Somalia’s Famine is Not Just a Catastrophe, It’s a Crime
By Matt Bryden
Matt Bryden has worked for more than 20 years on Somali affairs and is currently serving
as coordinator of the United Nations Somalia and Eritrea Monitoring Group. The views
expressed in this article are solely those of the author and do not necessarily reflect the views of the United Nations.
Before the end of this year tens of thousands of people in Somalia—possibly hundreds
of thousands—are going to die. Aid agencies say nearly 4 million people are in need of
assistance and 750,000 at risk of starvation. For many it is already too late, and regardless
of what we do, disease will claim many more lives during the imminent rainy season.
Decades of statelessness and civil war have set the stage, and severe drought has been
the trigger for the current crisis, but Somalia’s famine is less a symptom of conflict or
climate than of callous and criminal human conduct—including crimes against humanity
that demand consequences anchored in international justice.

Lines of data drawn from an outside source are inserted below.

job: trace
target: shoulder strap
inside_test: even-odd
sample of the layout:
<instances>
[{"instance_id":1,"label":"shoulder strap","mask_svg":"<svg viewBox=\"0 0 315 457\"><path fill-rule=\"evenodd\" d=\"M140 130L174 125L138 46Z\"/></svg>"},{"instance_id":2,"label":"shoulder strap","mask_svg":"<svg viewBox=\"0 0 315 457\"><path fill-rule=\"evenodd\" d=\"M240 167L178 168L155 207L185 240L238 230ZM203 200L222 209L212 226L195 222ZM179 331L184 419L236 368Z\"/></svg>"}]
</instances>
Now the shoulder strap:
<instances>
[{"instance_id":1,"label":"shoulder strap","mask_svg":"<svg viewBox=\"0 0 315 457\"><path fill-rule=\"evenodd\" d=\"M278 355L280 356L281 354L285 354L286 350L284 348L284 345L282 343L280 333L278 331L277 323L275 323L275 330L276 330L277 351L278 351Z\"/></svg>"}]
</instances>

Drought has gripped almost all of Somalia in recent years, but famine conditions in the
arid northern and central regions are mitigated by responsible local authorities who provide
a degree of security and are facilitating the delivery of humanitarian assistance. The
U.N. describes humanitarian access in those areas as generally “unrestricted.” Likewise,
USAID’s Famine Early Warning System rates humanitarian conditions in the northern and
central regions as better than conditions in the south, especially in and around Mogadishu.
It’s no coincidence that the famine zone corresponds broadly with those areas controlled
by the militant Islamist group al-Shabaab. Over the past two years, al-Shabaab
has terrorized people into submission, confiscated their produce and taxed them into
poverty in the name of ‘jihad.’ As they now starve, al-Shabaab denies them even the
opportunity to migrate in search of food. In late September, al-Shabaab ordered camps
in Baidoa forcibly broken up in order to put their inhabitants ‘back to work’ in their
fields, conveniently ensuring that the scale of their dying will also be hidden from view.